If I'm not in a hurry I do the complete bowl and put it up to dry. It will warp just like any green turned vessel so I let it dry and warp and then put it back on the lathe with the vacuum chuck and sand. I don't turn the lathe on. I lock the spindle with a wooden wedge that I have made and sand the bowl this way. I often have to add a seperate closed cell foam sheet over the vacuum chuck to create added space because the bowl has warped out of round and won't always seal on the face of the chuck.


----------



## HLW (Nov 19, 2008)

Well John! It sounds that you are way out of my league when it comes to turning. I've got a Jet 1220 with just a regular chuck and I haven't invested in a vacuum chuck. However, I do enjoy what I can do with the equipment I have. I will certainly work with your ideas and advice and see if I can get the same results in my "green wood" turnings.


----------



## john lucas (Sep 18, 2007)

I would strongly suggest picking up a copy of Bill Grumbine's bowl turning video. Bill does it right and is very good at explaining why he does everything. He covers everything from the chainsaw to finishing. 
Also if if you can find a club in your area you will get much more info than we can hand out. You will meet people with a lot of different tools, lathes and techniques so you get a wide variety of problem solving. You can go to the AAW site to find a club near you.
http://www.woodturner.org/community/chapters/
You will also get a ton o information from the AAW magazine American Woodturner. You get it free if join the AAW which is the American Association of Woodturners. I don't think you can find a better group of people.


----------



## alindobra (Nov 23, 2008)

*Turning green wood succesfully*

HLW, 

Here is what I do to turn green wood without frustration and very good results (good enough for people to pay more than 100$ for my pieces):

1. I turn only end grain (see this essay that I wrote why this is a good idea: So you want to turn green wood #1: Introduction to green woodturning - by Alin Dobra | LumberJocks.com :: woodworking community)

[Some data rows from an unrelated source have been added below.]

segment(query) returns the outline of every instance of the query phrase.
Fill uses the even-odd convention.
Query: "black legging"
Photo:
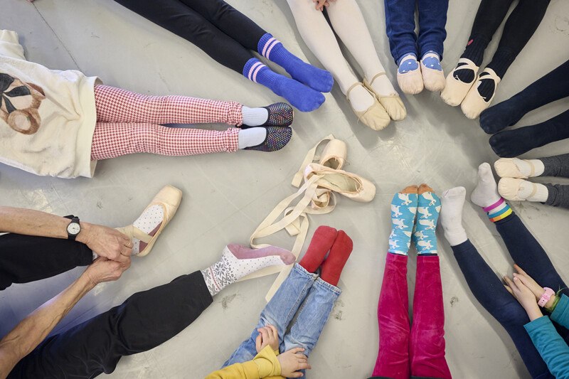
[[[267,32],[223,0],[115,0],[240,74]]]
[[[122,356],[150,350],[180,333],[212,301],[201,272],[183,275],[46,338],[8,378],[90,378],[110,373]]]
[[[91,250],[75,241],[9,233],[0,235],[0,291],[87,266]]]
[[[541,286],[555,290],[562,289],[563,294],[569,295],[569,290],[549,257],[516,214],[496,222],[496,229],[514,262],[529,276]],[[452,251],[472,294],[510,335],[531,376],[553,379],[523,328],[529,319],[521,305],[508,293],[469,240],[452,246]],[[561,337],[569,341],[569,331],[558,324],[554,325]]]
[[[476,14],[469,40],[482,38],[487,44],[506,17],[514,0],[482,0]],[[508,68],[538,28],[550,0],[519,0],[504,27],[498,49],[486,67],[503,78]]]

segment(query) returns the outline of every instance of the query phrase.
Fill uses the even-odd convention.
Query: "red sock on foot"
[[[322,261],[324,260],[326,253],[332,247],[337,234],[338,230],[334,228],[326,225],[319,226],[299,265],[304,267],[304,269],[309,272],[316,272],[322,264]]]
[[[330,249],[328,258],[322,263],[320,278],[333,286],[338,285],[344,265],[350,257],[353,242],[344,230],[338,231],[338,236]]]

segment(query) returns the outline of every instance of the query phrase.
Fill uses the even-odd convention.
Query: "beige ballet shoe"
[[[500,82],[500,78],[496,75],[496,73],[494,73],[494,70],[491,68],[484,68],[482,73],[487,73],[489,75],[482,77],[479,75],[478,78],[477,78],[477,82],[480,82],[482,83],[482,80],[494,80],[494,93],[492,94],[492,97],[490,98],[490,100],[486,101],[484,100],[484,97],[480,96],[480,94],[478,93],[478,85],[480,85],[479,84],[473,85],[470,88],[466,95],[466,97],[464,97],[464,100],[460,105],[460,108],[462,110],[462,112],[464,114],[464,116],[471,119],[477,118],[479,116],[480,116],[480,114],[482,113],[483,110],[490,106],[490,103],[492,102],[494,97],[496,95],[496,91],[498,88],[498,83]]]
[[[465,58],[459,59],[458,63],[464,64],[462,65],[457,65],[457,68],[447,75],[445,89],[440,93],[442,101],[452,107],[459,105],[462,100],[464,100],[468,91],[472,87],[472,85],[474,84],[477,79],[477,74],[479,68],[474,62]],[[472,70],[474,71],[474,77],[471,82],[465,83],[454,78],[454,73],[460,70]]]
[[[532,191],[529,196],[527,198],[520,197],[520,189],[521,185],[526,181],[533,186]],[[506,200],[512,200],[514,201],[523,201],[528,198],[531,198],[535,195],[538,191],[538,186],[535,183],[524,181],[523,179],[516,179],[514,178],[502,178],[498,182],[498,192],[501,197]]]
[[[326,167],[339,170],[344,167],[347,156],[348,147],[346,146],[346,142],[341,139],[331,139],[322,150],[319,162]]]
[[[354,110],[351,102],[350,102],[350,92],[358,85],[362,86],[373,97],[373,104],[363,112]],[[346,98],[348,100],[348,103],[350,105],[350,107],[351,107],[351,110],[353,110],[353,113],[358,117],[358,121],[361,121],[373,130],[385,129],[385,127],[389,125],[389,123],[391,122],[391,118],[389,117],[389,114],[388,114],[385,108],[378,102],[373,93],[368,90],[363,83],[354,83],[350,87],[346,92]]]
[[[429,68],[423,64],[422,60],[421,60],[420,65],[425,88],[432,92],[437,92],[444,90],[446,84],[445,73],[442,70]]]
[[[319,187],[337,192],[355,201],[368,203],[376,196],[373,183],[355,174],[311,164],[304,169],[305,180],[308,181],[313,175],[320,177],[316,182]]]
[[[373,90],[373,82],[378,78],[385,75],[385,73],[379,73],[371,78],[370,82],[366,79],[363,79],[363,85],[371,91],[376,96],[379,103],[385,108],[387,114],[393,121],[401,121],[407,116],[407,110],[405,107],[403,102],[399,97],[399,94],[395,92],[394,95],[381,95]]]
[[[519,158],[500,158],[494,163],[494,168],[496,169],[496,173],[501,178],[516,178],[519,179],[527,179],[528,176],[523,175],[520,172],[518,166],[516,164],[516,160],[521,161]],[[536,166],[530,161],[524,161],[529,164],[531,168],[529,176],[533,176],[536,174]]]
[[[154,242],[156,242],[156,239],[158,239],[158,236],[160,235],[160,233],[161,233],[162,230],[164,230],[166,225],[167,225],[168,223],[170,222],[170,220],[174,218],[174,215],[176,214],[176,211],[178,210],[178,207],[180,205],[180,201],[181,201],[181,191],[172,186],[164,186],[164,187],[160,190],[160,192],[159,192],[158,194],[154,196],[154,198],[152,199],[152,201],[150,203],[150,204],[149,204],[148,206],[144,208],[144,210],[146,210],[152,205],[158,205],[162,207],[164,210],[164,220],[162,220],[162,223],[160,225],[160,228],[158,229],[154,235],[149,235],[145,233],[140,229],[134,227],[132,224],[123,228],[117,228],[118,231],[127,235],[131,240],[133,237],[137,238],[142,242],[147,244],[144,248],[138,253],[137,255],[139,257],[147,255],[152,250],[152,247],[154,245]],[[142,213],[144,213],[144,212],[143,211]]]

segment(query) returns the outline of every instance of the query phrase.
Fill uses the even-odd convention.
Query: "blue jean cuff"
[[[326,289],[326,291],[330,291],[331,292],[333,292],[334,294],[336,294],[338,296],[340,296],[340,294],[342,293],[342,290],[341,289],[340,289],[339,288],[338,288],[336,286],[333,286],[332,284],[331,284],[330,283],[329,283],[327,282],[324,282],[324,280],[322,280],[322,278],[321,278],[321,277],[319,277],[318,279],[317,279],[316,282],[314,282],[314,284],[312,284],[312,285],[313,286],[319,286],[319,287],[324,288],[324,289]]]
[[[318,277],[318,275],[317,274],[309,272],[304,267],[303,267],[298,263],[294,263],[294,265],[292,267],[292,269],[296,271],[298,274],[310,278],[312,280],[314,280]]]

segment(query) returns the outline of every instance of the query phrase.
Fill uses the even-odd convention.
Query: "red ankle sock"
[[[338,231],[338,236],[330,249],[328,258],[322,263],[320,278],[332,284],[338,285],[344,265],[350,257],[353,242],[344,230]]]
[[[304,269],[309,272],[316,272],[322,264],[322,261],[324,260],[326,253],[332,247],[337,234],[338,230],[334,228],[326,225],[319,226],[299,265],[304,267]]]

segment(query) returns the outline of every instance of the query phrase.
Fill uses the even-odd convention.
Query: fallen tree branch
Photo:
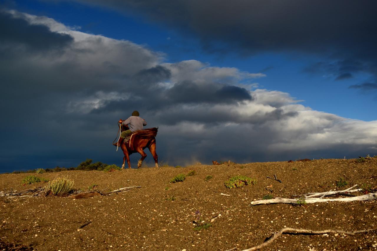
[[[375,230],[375,229],[364,229],[361,230],[357,230],[356,231],[352,231],[348,232],[343,230],[333,230],[333,229],[328,229],[324,230],[316,231],[312,230],[310,229],[299,229],[298,228],[284,228],[280,229],[279,231],[274,234],[271,237],[267,240],[265,242],[261,244],[253,246],[248,249],[245,249],[242,251],[254,251],[263,248],[271,242],[273,242],[275,239],[280,236],[283,234],[326,234],[329,233],[337,233],[339,234],[344,234],[349,235],[354,235],[356,234],[359,234],[362,233],[369,232]]]
[[[272,199],[269,200],[261,200],[252,201],[251,206],[265,204],[275,204],[276,203],[286,203],[288,204],[299,204],[316,203],[317,202],[327,202],[328,201],[342,201],[349,202],[350,201],[363,201],[377,199],[377,193],[373,193],[356,196],[354,197],[348,198],[336,198],[334,199],[319,199],[319,198],[299,198],[297,199],[285,199],[279,198]],[[299,201],[298,202],[298,200]]]
[[[352,188],[352,187],[350,187],[349,189]],[[352,190],[346,190],[346,191],[344,190],[339,190],[339,191],[333,191],[329,193],[329,192],[324,192],[323,193],[305,193],[303,194],[293,194],[292,196],[294,197],[302,197],[305,196],[306,197],[309,198],[311,197],[315,197],[317,196],[321,196],[325,194],[326,194],[326,196],[330,196],[331,195],[333,195],[334,194],[336,194],[338,193],[343,193],[345,191],[346,191],[347,193],[353,193],[354,192],[359,192],[362,191],[362,190],[360,188],[358,188],[357,189],[352,189]],[[310,196],[308,196],[309,195]]]
[[[114,190],[114,191],[111,191],[110,193],[116,193],[116,192],[120,192],[122,191],[123,190],[125,190],[126,189],[132,189],[133,188],[139,188],[139,187],[141,187],[141,186],[136,186],[136,187],[123,187],[123,188],[120,188],[118,189],[117,190]]]

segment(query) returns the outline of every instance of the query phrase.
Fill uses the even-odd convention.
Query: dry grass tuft
[[[72,190],[73,184],[67,178],[57,178],[49,182],[46,191],[54,195],[65,195]]]

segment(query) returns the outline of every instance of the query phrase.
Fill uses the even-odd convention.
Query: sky
[[[0,173],[120,165],[134,110],[171,165],[377,154],[376,7],[0,0]]]

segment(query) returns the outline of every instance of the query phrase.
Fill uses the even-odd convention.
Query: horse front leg
[[[156,153],[156,141],[151,144],[148,147],[149,152],[153,156],[153,159],[155,160],[155,163],[156,167],[158,167],[158,156]]]
[[[138,161],[138,168],[139,168],[141,166],[143,161],[144,160],[144,159],[145,159],[145,157],[147,157],[147,154],[144,152],[142,148],[138,148],[136,149],[136,151],[141,155],[141,158]]]

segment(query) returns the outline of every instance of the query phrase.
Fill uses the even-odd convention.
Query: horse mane
[[[150,138],[156,137],[156,135],[157,135],[158,129],[158,128],[156,127],[147,128],[142,130],[135,131],[133,133],[135,136],[139,136],[142,138]]]

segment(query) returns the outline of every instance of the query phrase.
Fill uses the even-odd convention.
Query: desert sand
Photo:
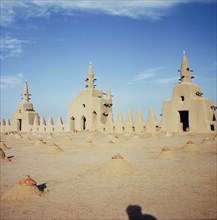
[[[126,220],[129,205],[156,219],[217,219],[213,134],[21,133],[1,141],[11,160],[1,160],[2,220]],[[17,184],[26,175],[34,188]]]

2. I turn using a faceplate exclusively (see followup essay: 
 http://lumberjocks.com/jocks/alindobra/blog/3475)
No expensive chunks, no fuss, no overly preparing the wood (just chainsaw it)

3. I turn all the pieces between 1/16 and 1/8. 1/16 is appropriate only for small diameter pieces (some of my goblets are like that). 1/8 is preferable for larger pieces (up to 15" platters). If the wood is turned to 1/8 (3/16 at most) it will bend when it dries not crack. 
Take a look, for example, at this project:
Marbled bowl - by Alin Dobra | LumberJocks.com :: woodworking community

How can I turn something so thin? Practice. Just to convince yourself that there is no magic involved, take a look at the following videos I made to see how I turn a thin goblet out of cherry. 
The making of a goblet - by Alin Dobra | LumberJocks.com :: woodworking community

4. I send off the lathe using the newwave disks. This is by far the hardest part for me (but then I am extremely picky).

I hope this helps,
Alin


----------